Stimson's record is also impressive in mentoring coaches. The last three men's coaches all went on to big-time coaching or director jobs after leaving W&M Walt Drenth to Arizona State and then Michigan State, Andrew Gerard to Stanford (winning an NCAA title) and then to George Mason, and Alex Gibby to Michigan. Including Stimson's own two Coach of the Year awards, a Tribe coach has won 48 CAA honors all-time.
Stimson's coaching career began at the University of Tennessee in 1971-72 where he was the throwing coach for Bill Skinner and Danny Martin (among others). A post-grad, Skinner ranked third in the world that year in the javelin with a throw of 291 feet. Martin was a freshman for the Volunteers who had thrown 218 feet in the javelin in high school. In just one year with Stimson's coaching, Martin improved his range to 231 feet.
The next nine years came at Miami (Ohio), where Stimson had his first NCAA qualifier in Rich Elkins. Elkins had thrown the javelin a modest 195 feet in high school, which he improved to 249 feet by 1981. Geoff Lawrence didn't have a chance to throw either the discus or the hammer in high school in Indiana, but graduated from Miami with personal-best of 175 feet in the discus. 181 feet in the hammer; and 57-7 in the shot put. David Zipko was also a throwing triple-threat, throwing 54 feet in the shot put, 164 feet in the discus, and 185 feet in the hammer.

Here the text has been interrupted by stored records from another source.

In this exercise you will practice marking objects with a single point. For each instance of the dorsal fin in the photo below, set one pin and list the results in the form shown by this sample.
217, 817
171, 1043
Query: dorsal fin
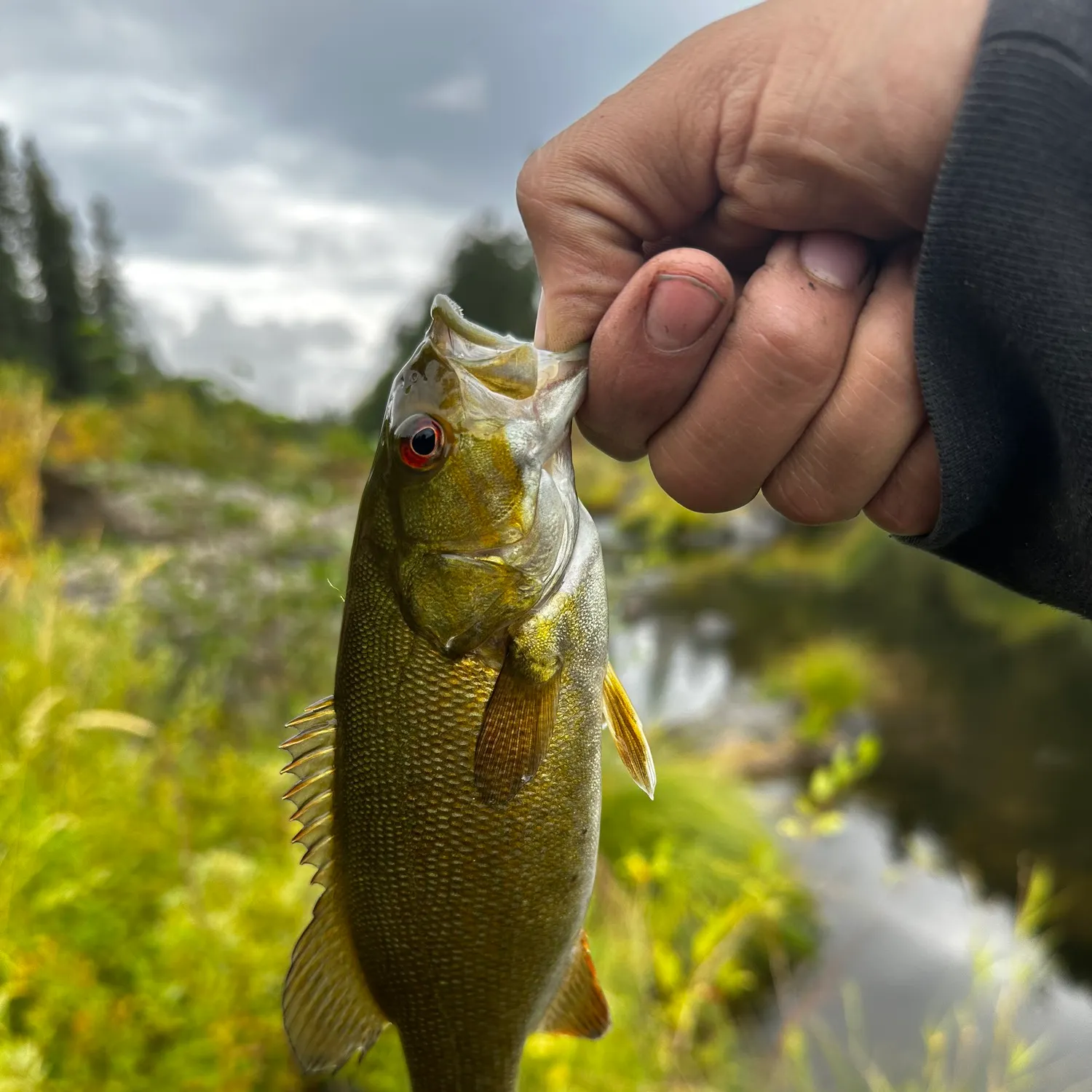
329, 1011
312, 766
627, 733
579, 1007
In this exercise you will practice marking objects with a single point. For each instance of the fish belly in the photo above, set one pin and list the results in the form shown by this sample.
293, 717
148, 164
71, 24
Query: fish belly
463, 915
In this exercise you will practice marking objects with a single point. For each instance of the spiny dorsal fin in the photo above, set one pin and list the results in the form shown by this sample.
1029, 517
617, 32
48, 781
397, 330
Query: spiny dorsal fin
515, 732
329, 1013
628, 735
312, 766
579, 1007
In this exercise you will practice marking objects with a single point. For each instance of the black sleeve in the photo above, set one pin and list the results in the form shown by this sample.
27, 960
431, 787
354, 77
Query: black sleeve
1004, 312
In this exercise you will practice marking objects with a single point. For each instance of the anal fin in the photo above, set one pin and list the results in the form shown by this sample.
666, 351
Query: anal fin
628, 734
329, 1013
515, 731
579, 1007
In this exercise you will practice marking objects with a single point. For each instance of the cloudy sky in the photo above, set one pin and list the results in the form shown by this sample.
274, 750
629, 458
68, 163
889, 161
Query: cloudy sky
288, 173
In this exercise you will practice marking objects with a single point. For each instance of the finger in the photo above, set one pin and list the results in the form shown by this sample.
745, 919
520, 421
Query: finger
909, 504
871, 417
652, 347
640, 167
777, 364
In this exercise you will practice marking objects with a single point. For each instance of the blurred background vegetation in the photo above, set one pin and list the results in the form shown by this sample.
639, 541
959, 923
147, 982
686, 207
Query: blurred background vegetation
170, 559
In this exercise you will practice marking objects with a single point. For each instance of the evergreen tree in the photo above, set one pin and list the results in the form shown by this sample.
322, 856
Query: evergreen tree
63, 317
491, 277
114, 356
17, 316
107, 299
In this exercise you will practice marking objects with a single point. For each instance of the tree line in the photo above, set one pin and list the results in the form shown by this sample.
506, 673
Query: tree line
65, 312
63, 308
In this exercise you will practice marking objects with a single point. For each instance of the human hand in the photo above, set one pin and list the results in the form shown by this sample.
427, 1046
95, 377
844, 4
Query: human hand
738, 352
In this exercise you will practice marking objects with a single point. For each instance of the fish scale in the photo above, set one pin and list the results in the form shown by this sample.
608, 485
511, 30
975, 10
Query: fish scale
458, 842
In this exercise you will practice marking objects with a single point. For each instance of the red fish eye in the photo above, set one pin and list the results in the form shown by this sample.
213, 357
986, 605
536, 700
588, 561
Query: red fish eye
421, 441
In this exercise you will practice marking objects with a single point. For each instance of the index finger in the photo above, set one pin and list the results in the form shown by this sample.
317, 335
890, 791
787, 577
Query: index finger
640, 167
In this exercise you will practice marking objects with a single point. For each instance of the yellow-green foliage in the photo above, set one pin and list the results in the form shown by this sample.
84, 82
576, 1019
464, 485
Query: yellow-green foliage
186, 425
148, 893
150, 899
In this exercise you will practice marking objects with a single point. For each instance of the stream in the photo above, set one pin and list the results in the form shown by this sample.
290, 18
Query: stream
987, 751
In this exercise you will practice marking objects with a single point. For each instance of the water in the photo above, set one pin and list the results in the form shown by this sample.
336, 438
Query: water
987, 751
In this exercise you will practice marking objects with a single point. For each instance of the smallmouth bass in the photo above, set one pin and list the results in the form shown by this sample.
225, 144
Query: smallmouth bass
450, 788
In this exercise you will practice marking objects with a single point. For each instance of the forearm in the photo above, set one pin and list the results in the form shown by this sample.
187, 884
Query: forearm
1004, 309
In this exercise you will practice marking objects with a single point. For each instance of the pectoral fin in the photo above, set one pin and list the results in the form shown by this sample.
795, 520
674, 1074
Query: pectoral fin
628, 735
515, 731
579, 1007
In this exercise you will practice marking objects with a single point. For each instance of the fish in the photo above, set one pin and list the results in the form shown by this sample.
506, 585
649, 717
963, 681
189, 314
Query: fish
449, 790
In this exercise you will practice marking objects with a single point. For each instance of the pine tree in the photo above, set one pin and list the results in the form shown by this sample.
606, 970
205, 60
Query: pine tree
107, 301
491, 277
111, 352
63, 316
17, 316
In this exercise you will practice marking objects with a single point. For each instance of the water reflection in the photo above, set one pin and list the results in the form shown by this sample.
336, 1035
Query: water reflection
986, 729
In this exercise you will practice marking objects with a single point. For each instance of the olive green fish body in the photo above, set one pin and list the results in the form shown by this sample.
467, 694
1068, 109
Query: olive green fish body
464, 915
449, 791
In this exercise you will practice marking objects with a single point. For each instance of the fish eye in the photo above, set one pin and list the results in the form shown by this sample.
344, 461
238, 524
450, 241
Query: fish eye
421, 441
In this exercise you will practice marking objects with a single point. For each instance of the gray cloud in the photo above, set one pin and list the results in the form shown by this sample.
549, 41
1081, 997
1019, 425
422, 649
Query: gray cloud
277, 365
281, 165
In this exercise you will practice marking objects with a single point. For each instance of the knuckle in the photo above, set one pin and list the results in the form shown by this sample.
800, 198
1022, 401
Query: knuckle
803, 499
533, 186
900, 511
694, 486
792, 353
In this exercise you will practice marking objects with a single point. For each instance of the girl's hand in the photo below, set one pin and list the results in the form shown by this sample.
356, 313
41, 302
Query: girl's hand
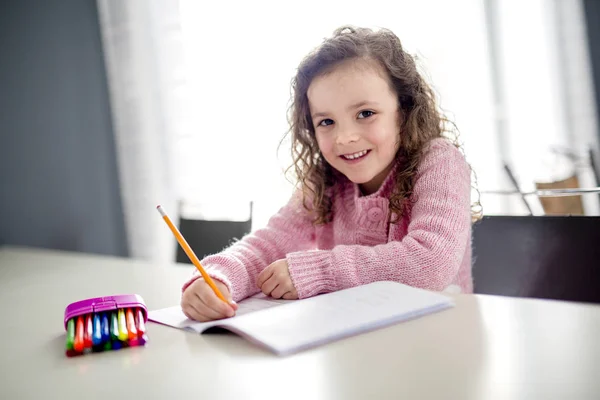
275, 281
200, 303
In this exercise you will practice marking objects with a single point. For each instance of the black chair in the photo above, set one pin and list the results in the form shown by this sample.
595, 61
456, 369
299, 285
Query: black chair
207, 237
550, 257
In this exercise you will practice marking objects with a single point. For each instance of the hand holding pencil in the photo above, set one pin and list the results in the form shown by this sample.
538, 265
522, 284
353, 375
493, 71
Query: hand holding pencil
205, 299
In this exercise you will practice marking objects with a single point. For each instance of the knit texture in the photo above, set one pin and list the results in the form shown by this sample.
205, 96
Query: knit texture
429, 247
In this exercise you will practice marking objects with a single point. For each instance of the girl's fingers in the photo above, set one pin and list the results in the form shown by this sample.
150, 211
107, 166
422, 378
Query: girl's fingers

After most of a decade with the Redhawks, Stimson went back to Tennessee, this time as the head assistant coach. Four of his throwers earned All-American honors, including three multiple-awardees. Pat Reid was a 58-8 shot-putter in high school who improved to 63-10 in college, even with the four-pound size increase in the shot. Reid was a two-time Penn Relay's champion and twice an All-American in the shot put, placing as high as sixth. Jeff Field improved in the javelin from 210 feet to 256 feet while at Tennessee, and J.R. Quinn went from 190 feet to 195-8 in the discus. Both also earned two All-American honors in their events. Scott Lundy was already a 61-foot shot-putter in high school, but improved to 61-6 in college to earn All-American honors.
Stimson graduated with honors from Ohio University in 1971 and holds a master's degree from Miami (Ohio). As an undergraduate, he was the All-Ohio and Central Collegiate shot put champion, as well as a two-time MAC shot put champion. He concluded his athletic career by competing in both the NCAA and AAU national championships in the shot put.
Stimson and his wife Rosemary, also a Falconer native, have two children, son Clare, and daughter Krista.